Poverty Reduction Solutions
Different poverty reduction actions should be primarily directed at ensuring the basic human needs, including food, water, clothing, shelter, and increasing income needed to satisfy these needs. Specifically, utilizing advanced agricultural technologies, such as new irrigation methods and seed varieties, nitrogen fertilizers, and pesticides, food shortages can be considerably reduced by boosting yields. Besides, there is a necessity for education strategies that reduce non-attendance because of malnutrition, anemia, and diseases and provide partial or full payment for school meals.
The actions should also aim at mitigating unemployment, especially in fundamental sectors, to prevent or reverse brain drain, narrow the inequality gap, and ensure sustainable personal development. Oxfam notes that if the wealthiest one percent paid only 0.5 percent extra tax on their income for the following 10 years, it would generate 117 million jobs in education, childcare, and healthcare (“World’s billionaires,” 2020). In addition, it is recommended to broaden opportunities for females and promote the participation of middle and low-income persons in decision- and policymaking. Lastly, international organizations and local governments should strengthen cooperation concerning developing and realizing these strategies with adequate financial and evidence-based support.

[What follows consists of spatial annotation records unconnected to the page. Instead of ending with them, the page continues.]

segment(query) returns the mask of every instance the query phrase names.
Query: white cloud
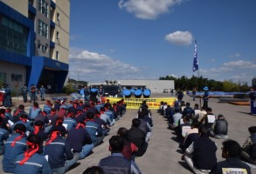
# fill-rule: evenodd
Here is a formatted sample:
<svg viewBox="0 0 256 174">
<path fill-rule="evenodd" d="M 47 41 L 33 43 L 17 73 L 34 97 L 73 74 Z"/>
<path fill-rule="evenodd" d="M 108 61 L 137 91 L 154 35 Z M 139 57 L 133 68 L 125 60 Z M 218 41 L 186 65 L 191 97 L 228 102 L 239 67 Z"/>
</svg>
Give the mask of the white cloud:
<svg viewBox="0 0 256 174">
<path fill-rule="evenodd" d="M 253 64 L 250 61 L 238 60 L 231 61 L 228 63 L 224 63 L 224 66 L 232 67 L 232 68 L 240 68 L 240 69 L 255 69 L 256 64 Z"/>
<path fill-rule="evenodd" d="M 191 44 L 193 36 L 190 31 L 175 31 L 165 36 L 165 40 L 177 45 Z"/>
<path fill-rule="evenodd" d="M 72 48 L 69 77 L 89 82 L 114 79 L 140 79 L 140 67 L 122 63 L 106 55 Z"/>
<path fill-rule="evenodd" d="M 236 57 L 239 57 L 240 56 L 241 56 L 240 53 L 237 52 L 237 53 L 235 53 L 233 55 L 229 55 L 228 57 L 236 58 Z"/>
<path fill-rule="evenodd" d="M 159 15 L 168 13 L 169 9 L 179 4 L 182 0 L 120 0 L 120 9 L 125 9 L 142 19 L 156 19 Z"/>
</svg>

In conclusion, the paper has examined the issue of global poverty, including related facts and statistics, its causes and impacts, poverty-associated problems, and potential solutions. As of 2017, over 43 percent of the world population lived less than $5.50 a day, the overwhelming majority of which reside in rural areas and economies affected by military conflict, fragility, and violence. Geographical conditions, namely, climate and natural resources, inadequate food and healthcare provision, limited access to clean water, severe unemployment, and poor education are among the primary causes and effects of poverty. Moreover, socioeconomic inequality and related marginalization based on race or gender affiliations play a critical role in poverty expansion by favoring malnutrition, homelessness, illiteracy, criminalization, and child mortality. To address this problem, poverty reduction actions should be directed at ensuring the basic human needs, increasing income, implementing relevant education strategies, and mitigating unemployment.
References
Carbon emissions of the richest 1 percent more than double the emissions of the poorest half of humanity. (2020). Oxfam International. Web.
5 shocking facts about extreme global inequality and how to even it up. (n.d.). Oxfam International. Web.
Myers, K. (2018). The top 9 causes of global poverty. ReliefWeb. Web.
Poverty. (2020). The World Bank. Web.
World’s billionaires have more wealth than 4.6 billion people (2020). Oxfam International. Web.